The notion that these firms are engaged in insider trading should not be a surprise. As Matt Taibbi points out, everyone is doing it. Traders make money because they know things that you don’t, and often that information is non-public. What’s surprising is that there is an investigation, and that someone might actually get caught.

The current investigation is related to the 2009 case targeting Galleon Group and Raj Rajaratnam. Incredibly, that investigation was the first insider-trading probe to use a wiretap, according to prosecutors:

“The wiretaps, said by prosecutors to be the first in an insider-trading case, were made with the assistance of an unnamed cooperating witness, a former Galleon employee who was said to ply Mr. Rajaratnam with information originally to land a job.”* (my emphasis)

We know from HBO that wiretaps are often used to put dope on the table. This is also clear from the data: 2,376 state and federal wiretaps were authorized in 2009, and 2,046 of these wiretaps (86%) were used in narcotics cases. The numbers are even worse when looking solely at federal wiretaps: 93% of federal wiretaps issued in 2009 were for narcotics cases. And then, of course, there are all those warrantless wiretaps.

But Wall Street, at a time of historic levels of financial fraud, in the wake of a crisis which has driven millions of people out of their homes and out of work? One wiretap.

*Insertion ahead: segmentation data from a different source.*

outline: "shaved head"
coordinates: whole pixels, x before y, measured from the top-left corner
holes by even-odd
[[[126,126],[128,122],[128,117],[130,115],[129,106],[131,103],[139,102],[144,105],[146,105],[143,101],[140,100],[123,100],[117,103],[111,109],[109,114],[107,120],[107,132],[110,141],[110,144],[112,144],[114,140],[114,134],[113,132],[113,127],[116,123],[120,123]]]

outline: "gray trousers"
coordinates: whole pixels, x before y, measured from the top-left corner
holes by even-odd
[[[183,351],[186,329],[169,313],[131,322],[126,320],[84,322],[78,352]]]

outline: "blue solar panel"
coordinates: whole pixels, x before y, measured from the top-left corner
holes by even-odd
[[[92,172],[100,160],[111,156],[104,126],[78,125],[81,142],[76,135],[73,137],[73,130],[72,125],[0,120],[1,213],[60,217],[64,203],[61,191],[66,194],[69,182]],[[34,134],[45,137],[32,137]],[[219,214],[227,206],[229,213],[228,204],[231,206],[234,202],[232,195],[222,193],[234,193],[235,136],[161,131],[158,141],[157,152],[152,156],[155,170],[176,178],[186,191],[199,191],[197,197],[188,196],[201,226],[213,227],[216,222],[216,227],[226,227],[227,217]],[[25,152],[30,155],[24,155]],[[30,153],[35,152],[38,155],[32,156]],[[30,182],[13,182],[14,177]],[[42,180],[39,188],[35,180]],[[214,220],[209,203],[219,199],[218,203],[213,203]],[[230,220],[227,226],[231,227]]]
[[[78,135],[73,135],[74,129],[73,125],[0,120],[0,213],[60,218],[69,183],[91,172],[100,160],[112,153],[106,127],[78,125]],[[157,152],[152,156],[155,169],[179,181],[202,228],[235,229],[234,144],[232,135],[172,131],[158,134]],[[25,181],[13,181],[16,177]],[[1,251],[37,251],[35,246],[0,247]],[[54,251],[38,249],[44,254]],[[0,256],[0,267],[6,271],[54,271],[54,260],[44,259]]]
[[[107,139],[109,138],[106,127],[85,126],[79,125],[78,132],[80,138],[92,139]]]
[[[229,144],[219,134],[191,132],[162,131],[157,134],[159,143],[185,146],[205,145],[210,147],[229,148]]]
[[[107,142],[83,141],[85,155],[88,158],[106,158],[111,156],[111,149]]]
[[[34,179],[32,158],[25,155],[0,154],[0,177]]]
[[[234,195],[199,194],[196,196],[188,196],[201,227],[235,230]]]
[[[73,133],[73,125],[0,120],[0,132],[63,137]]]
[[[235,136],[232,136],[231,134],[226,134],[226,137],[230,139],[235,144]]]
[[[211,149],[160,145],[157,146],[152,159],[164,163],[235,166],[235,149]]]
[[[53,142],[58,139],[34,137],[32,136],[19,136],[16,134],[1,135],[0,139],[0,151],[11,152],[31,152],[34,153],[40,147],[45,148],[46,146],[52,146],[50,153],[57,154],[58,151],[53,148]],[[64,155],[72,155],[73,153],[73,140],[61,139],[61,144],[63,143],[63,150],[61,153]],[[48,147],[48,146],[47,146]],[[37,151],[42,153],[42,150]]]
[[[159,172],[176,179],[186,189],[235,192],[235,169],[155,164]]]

This is the system described in Glenn Greenwald’s forthcoming book, With Liberty and Justice for Some: How the Law Is Used to Destroy Equality and Protect the Powerful, which explores “the legal immunity which political and financial elites have bequeathed to themselves even for egregious illegality, contrasted with the merciless system of punishment and coercion imposed on ordinary citizens.”

In the case of insider trading and other forms of financial fraud, “egregious illegality” is the norm on Wall Street. Law enforcement agencies have all the tools they need to fight these forms of crime, but instead focus resources on the dual wars on terrorism and drugs, despite the tremendous impact financial fraud has on society.

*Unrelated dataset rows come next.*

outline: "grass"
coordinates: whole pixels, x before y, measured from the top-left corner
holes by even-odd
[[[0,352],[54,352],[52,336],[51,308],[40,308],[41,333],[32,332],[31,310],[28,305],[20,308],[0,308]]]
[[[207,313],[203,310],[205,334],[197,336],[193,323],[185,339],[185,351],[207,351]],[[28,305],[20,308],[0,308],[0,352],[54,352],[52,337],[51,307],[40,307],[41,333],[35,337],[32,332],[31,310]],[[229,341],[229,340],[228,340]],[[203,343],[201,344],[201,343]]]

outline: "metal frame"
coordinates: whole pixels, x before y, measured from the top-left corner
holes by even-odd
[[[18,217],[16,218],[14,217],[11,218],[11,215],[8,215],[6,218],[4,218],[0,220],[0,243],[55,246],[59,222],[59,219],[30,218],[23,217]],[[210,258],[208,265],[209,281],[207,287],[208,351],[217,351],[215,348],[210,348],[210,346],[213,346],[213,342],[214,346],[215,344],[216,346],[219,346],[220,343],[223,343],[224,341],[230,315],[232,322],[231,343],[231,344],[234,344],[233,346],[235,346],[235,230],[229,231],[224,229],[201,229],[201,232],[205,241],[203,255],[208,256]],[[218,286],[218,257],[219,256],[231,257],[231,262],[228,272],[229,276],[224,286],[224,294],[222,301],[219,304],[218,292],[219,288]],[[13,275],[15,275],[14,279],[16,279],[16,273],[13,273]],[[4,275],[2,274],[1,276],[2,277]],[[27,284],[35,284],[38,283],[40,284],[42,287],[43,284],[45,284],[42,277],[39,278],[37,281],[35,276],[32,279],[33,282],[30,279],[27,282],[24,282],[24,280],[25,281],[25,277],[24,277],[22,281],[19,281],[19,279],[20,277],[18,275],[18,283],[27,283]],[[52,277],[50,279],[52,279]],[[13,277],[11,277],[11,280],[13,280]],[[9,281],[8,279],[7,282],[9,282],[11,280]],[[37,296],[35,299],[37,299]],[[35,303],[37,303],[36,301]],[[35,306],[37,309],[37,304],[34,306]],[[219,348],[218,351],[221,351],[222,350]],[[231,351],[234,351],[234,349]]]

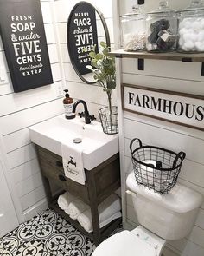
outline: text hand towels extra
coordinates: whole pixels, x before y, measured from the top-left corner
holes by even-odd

Both the historic 2009 wiretap and the expanding SAC probe offer some small hope that this situation is improving, though they also highlight the pathetic lack of oversight and law enforcement when it comes to crimes by the powerful and well-connected. All the more reason to keep your eyes on SAC, Wellington, Citadel, Goldman Sachs and the rest here on LittlesSis.

* Oddly, that bolded clause has since disappeared from the original New York Times article, but that the prosecutors said this is clear — you can find further confirmation of this here and elsewhere.